Ketika suara itu terdengar lantang di hadapan rakyat, menyebut angka ratusan triliun yang diselamatkan dari lubang-lubang hitam korupsi, ingatan kita seketika terlempar jauh ke belakang.
Jejak Luka: Darah dan Keringat yang Dicuri
Kita masih mengingat masa-masa ketika darah dan keringat rakyat---petani yang membungkuk di sawah, buruh yang berkalang debu, nelayan yang bertaruh nyawa---selalu menjadi santapan para tuan yang serakah.
Kekayaan yang seharusnya menjadi hak rakyat, dibangun dari lumbung padi, hutan rimba, dan perut bumi, entah bagaimana selalu menguap. Hilang seperti embun pagi yang tak pernah kembali, meninggalkan tanah kering dan perut lapar.

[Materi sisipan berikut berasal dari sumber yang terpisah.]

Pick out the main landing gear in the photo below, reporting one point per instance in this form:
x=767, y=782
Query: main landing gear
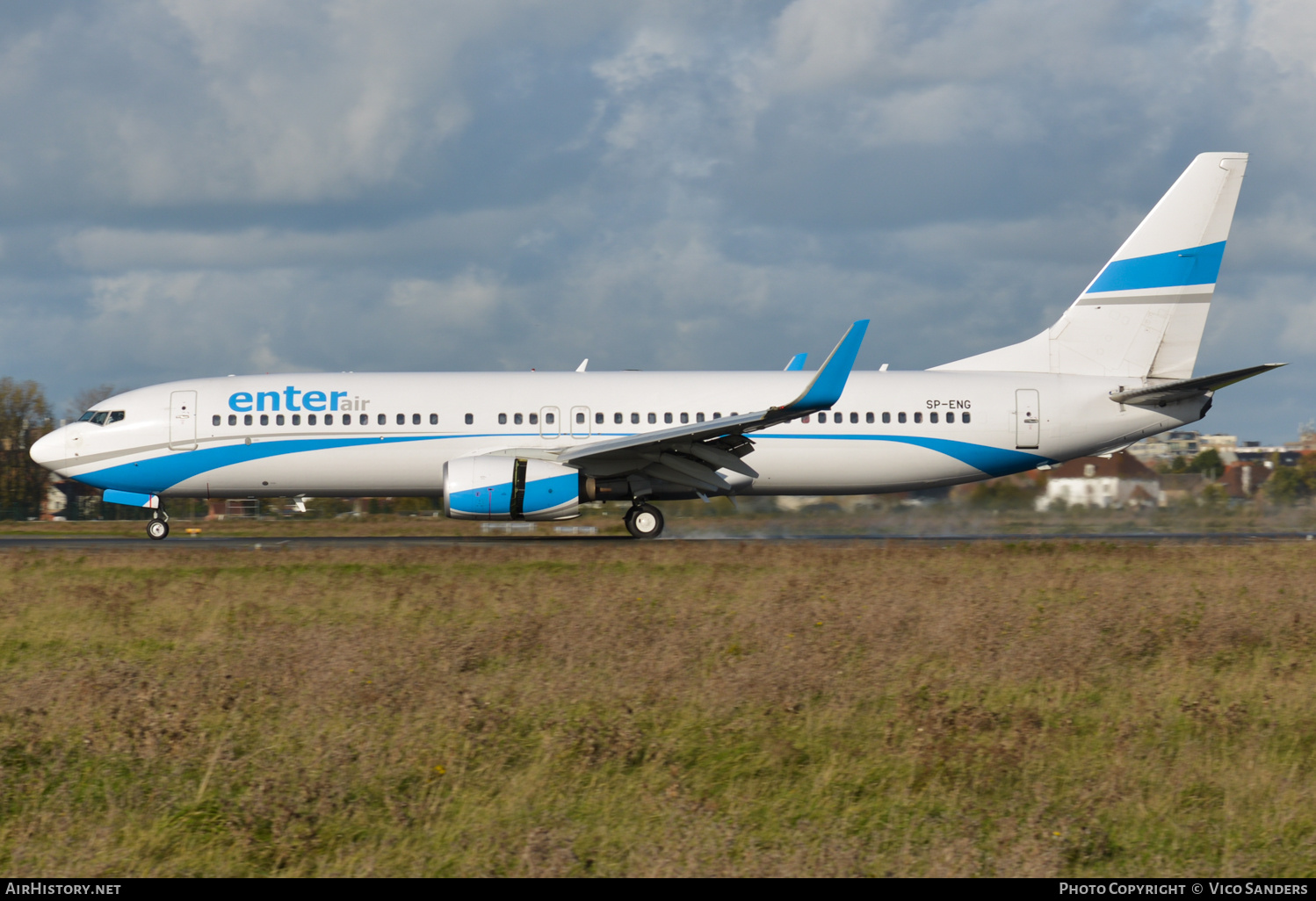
x=644, y=521
x=158, y=526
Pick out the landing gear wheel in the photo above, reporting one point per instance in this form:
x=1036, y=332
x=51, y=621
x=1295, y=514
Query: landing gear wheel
x=644, y=521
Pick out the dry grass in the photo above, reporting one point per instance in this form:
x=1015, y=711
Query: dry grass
x=661, y=710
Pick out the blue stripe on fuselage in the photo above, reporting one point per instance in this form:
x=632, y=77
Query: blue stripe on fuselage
x=158, y=473
x=993, y=460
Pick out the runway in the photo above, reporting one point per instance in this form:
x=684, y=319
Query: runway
x=107, y=544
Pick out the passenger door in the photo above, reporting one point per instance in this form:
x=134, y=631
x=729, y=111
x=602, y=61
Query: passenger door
x=579, y=422
x=549, y=427
x=182, y=420
x=1028, y=419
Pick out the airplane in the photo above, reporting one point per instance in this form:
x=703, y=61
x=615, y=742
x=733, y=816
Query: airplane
x=1114, y=369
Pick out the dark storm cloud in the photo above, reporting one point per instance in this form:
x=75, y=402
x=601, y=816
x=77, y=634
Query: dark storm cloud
x=192, y=188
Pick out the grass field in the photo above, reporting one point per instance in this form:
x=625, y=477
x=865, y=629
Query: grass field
x=665, y=708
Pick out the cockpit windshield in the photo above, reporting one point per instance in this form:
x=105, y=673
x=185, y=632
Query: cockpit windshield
x=100, y=417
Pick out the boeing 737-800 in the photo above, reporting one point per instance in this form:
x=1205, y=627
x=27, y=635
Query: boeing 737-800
x=1117, y=366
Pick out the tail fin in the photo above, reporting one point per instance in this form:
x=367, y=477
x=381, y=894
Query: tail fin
x=1144, y=314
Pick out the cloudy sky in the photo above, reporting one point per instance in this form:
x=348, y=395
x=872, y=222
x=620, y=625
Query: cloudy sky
x=195, y=188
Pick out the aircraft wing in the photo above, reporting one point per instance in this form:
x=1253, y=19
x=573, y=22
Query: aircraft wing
x=1170, y=393
x=691, y=452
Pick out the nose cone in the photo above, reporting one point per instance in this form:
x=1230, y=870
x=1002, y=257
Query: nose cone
x=49, y=449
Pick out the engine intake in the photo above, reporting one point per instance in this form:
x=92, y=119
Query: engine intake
x=510, y=488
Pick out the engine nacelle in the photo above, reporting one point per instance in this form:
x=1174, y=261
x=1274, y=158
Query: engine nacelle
x=510, y=488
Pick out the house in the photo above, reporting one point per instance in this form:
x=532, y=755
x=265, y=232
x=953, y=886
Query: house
x=1179, y=487
x=1117, y=480
x=1244, y=479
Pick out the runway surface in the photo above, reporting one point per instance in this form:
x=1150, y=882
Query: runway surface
x=91, y=544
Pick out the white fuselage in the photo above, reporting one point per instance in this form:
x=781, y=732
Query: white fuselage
x=209, y=450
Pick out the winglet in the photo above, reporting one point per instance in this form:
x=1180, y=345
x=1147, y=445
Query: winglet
x=829, y=382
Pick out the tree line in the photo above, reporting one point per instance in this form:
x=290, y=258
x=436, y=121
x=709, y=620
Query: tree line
x=24, y=417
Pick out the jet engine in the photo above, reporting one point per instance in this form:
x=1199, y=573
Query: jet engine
x=494, y=487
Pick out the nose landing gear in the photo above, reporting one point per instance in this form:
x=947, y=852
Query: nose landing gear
x=158, y=528
x=644, y=521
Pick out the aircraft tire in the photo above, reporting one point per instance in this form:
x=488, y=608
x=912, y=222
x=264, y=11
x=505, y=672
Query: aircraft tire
x=644, y=521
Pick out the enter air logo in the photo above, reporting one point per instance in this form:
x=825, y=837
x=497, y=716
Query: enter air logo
x=293, y=400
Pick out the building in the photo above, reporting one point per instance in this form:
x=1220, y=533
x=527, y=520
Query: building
x=1119, y=480
x=1179, y=487
x=1168, y=446
x=1241, y=480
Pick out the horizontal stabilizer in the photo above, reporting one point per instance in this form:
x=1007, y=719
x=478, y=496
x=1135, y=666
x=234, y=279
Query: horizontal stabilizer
x=1170, y=393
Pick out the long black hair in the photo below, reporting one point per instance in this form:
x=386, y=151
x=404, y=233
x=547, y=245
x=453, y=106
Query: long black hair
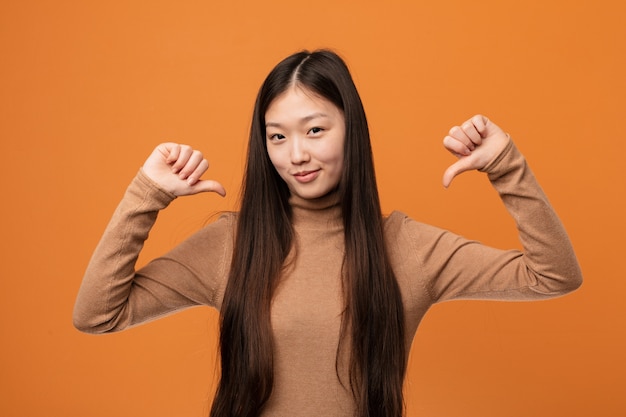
x=373, y=319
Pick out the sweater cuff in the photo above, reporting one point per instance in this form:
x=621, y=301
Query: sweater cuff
x=150, y=189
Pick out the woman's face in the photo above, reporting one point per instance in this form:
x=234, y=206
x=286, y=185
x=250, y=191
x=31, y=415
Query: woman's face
x=305, y=134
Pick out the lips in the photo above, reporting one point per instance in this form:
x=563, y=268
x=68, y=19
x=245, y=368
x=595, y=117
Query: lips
x=306, y=176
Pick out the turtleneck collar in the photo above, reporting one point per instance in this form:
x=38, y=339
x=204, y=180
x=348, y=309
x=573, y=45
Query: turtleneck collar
x=322, y=212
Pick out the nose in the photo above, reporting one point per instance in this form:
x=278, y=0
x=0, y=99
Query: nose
x=299, y=151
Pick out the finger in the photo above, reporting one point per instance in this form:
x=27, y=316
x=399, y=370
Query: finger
x=455, y=169
x=471, y=131
x=480, y=122
x=208, y=186
x=184, y=153
x=195, y=159
x=200, y=169
x=456, y=146
x=170, y=152
x=459, y=134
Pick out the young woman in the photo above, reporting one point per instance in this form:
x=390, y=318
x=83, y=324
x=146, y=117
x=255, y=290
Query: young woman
x=319, y=294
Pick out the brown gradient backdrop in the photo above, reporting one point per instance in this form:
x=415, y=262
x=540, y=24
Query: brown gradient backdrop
x=87, y=89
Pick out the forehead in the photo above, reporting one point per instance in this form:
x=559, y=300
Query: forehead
x=300, y=103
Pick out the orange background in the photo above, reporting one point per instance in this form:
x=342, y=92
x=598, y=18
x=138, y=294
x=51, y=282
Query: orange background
x=87, y=89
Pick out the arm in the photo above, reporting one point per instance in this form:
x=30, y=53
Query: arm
x=460, y=268
x=113, y=295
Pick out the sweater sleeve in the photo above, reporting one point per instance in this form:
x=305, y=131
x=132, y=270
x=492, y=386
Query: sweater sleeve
x=453, y=267
x=114, y=296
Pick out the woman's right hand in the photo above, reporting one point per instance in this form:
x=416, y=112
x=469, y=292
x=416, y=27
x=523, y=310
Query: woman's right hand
x=177, y=168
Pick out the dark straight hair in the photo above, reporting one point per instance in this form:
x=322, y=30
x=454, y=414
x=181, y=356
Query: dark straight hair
x=373, y=318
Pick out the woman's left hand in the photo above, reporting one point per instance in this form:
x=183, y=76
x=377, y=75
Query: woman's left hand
x=476, y=142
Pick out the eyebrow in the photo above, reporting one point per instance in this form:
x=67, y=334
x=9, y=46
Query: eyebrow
x=305, y=119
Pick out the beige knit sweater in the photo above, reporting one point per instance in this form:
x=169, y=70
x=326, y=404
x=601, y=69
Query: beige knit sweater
x=431, y=265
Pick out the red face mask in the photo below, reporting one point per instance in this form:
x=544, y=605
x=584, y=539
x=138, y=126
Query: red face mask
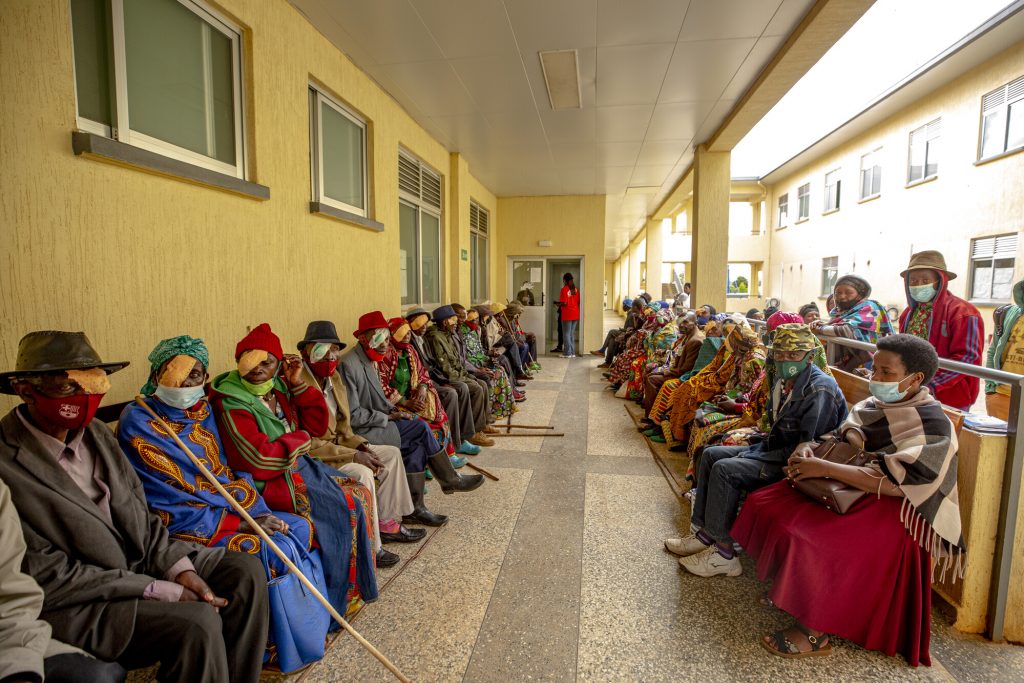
x=69, y=412
x=324, y=369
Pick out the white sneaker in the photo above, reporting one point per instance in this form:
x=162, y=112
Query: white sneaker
x=710, y=562
x=685, y=546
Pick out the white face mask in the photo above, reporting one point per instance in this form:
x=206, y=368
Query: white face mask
x=180, y=397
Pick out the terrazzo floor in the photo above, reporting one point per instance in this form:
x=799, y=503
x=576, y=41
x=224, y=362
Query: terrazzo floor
x=557, y=572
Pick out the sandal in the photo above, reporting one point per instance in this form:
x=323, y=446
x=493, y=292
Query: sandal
x=783, y=647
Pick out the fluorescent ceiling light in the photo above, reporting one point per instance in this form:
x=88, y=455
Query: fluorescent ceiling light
x=561, y=76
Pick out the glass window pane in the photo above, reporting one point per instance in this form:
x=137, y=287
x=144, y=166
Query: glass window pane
x=343, y=154
x=982, y=281
x=180, y=80
x=92, y=59
x=1015, y=135
x=431, y=258
x=409, y=260
x=992, y=130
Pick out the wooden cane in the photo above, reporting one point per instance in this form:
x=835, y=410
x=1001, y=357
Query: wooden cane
x=276, y=551
x=493, y=477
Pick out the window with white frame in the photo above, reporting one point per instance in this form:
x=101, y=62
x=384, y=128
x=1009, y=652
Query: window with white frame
x=829, y=273
x=420, y=231
x=833, y=186
x=338, y=155
x=783, y=210
x=992, y=262
x=804, y=202
x=479, y=264
x=162, y=75
x=924, y=153
x=870, y=174
x=1003, y=120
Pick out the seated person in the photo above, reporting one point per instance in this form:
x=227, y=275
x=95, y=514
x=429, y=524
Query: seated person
x=27, y=650
x=879, y=568
x=1006, y=352
x=115, y=584
x=680, y=359
x=340, y=447
x=456, y=397
x=806, y=403
x=267, y=416
x=441, y=340
x=374, y=418
x=949, y=324
x=175, y=489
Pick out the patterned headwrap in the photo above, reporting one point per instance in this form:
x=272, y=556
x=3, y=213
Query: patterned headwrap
x=794, y=337
x=167, y=349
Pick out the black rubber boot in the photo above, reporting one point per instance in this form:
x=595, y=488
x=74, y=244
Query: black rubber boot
x=451, y=480
x=420, y=513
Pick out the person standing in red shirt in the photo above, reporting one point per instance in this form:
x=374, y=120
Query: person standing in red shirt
x=568, y=301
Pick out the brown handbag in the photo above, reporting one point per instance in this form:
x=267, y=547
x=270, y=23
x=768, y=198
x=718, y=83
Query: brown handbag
x=830, y=494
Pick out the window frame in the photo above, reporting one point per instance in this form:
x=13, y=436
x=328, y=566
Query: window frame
x=835, y=173
x=1008, y=101
x=476, y=237
x=316, y=97
x=991, y=259
x=876, y=173
x=803, y=191
x=423, y=206
x=121, y=120
x=928, y=142
x=782, y=211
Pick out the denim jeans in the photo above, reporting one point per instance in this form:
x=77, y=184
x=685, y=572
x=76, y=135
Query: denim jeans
x=568, y=331
x=722, y=477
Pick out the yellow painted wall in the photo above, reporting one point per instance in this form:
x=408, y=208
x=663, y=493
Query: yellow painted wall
x=876, y=238
x=574, y=224
x=131, y=257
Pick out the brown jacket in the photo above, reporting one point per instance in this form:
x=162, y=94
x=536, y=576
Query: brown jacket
x=92, y=571
x=683, y=363
x=338, y=445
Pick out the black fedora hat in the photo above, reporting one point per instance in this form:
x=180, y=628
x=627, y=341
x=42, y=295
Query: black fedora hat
x=321, y=332
x=52, y=351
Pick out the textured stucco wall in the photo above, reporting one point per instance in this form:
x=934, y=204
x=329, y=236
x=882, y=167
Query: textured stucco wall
x=132, y=257
x=574, y=224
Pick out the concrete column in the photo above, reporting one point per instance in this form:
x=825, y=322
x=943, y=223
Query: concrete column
x=655, y=242
x=711, y=225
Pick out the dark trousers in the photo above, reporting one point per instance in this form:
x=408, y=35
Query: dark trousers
x=418, y=443
x=72, y=668
x=450, y=399
x=722, y=478
x=193, y=642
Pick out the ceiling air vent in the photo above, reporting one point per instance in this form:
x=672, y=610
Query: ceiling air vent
x=561, y=76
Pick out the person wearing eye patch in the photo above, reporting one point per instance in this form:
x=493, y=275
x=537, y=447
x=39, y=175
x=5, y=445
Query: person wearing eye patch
x=948, y=323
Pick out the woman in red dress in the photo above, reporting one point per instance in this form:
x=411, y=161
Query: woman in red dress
x=865, y=575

Penyakit purba itu---korupsi dan penindasan---tak pernah mati. Ia menjelma menjadi hantu tak berwujud, beranak-pinak di lorong-lorong kekuasaan, menghisap darah generasi demi generasi. Kadang ia tersenyum di papan reklame politik, kadang berwujud tanda tangan di dokumen rahasia.
Deklarasi Perang dari Dalam Rumah Sendiri
Ketika seorang pemimpin berani menyebut angka konkret sambil mengancam para penimbun yang laksana parasit, itu bukan sekadar kebijakan teknis. Itu adalah pengakuan pahit: di tengah bangsa yang katanya merdeka, masih ada tangan-tangan tak terlihat yang menggenggam leher rakyat.
"Musuh terbesar kita bukan di luar negeri, tapi di meja makan kita sendiri."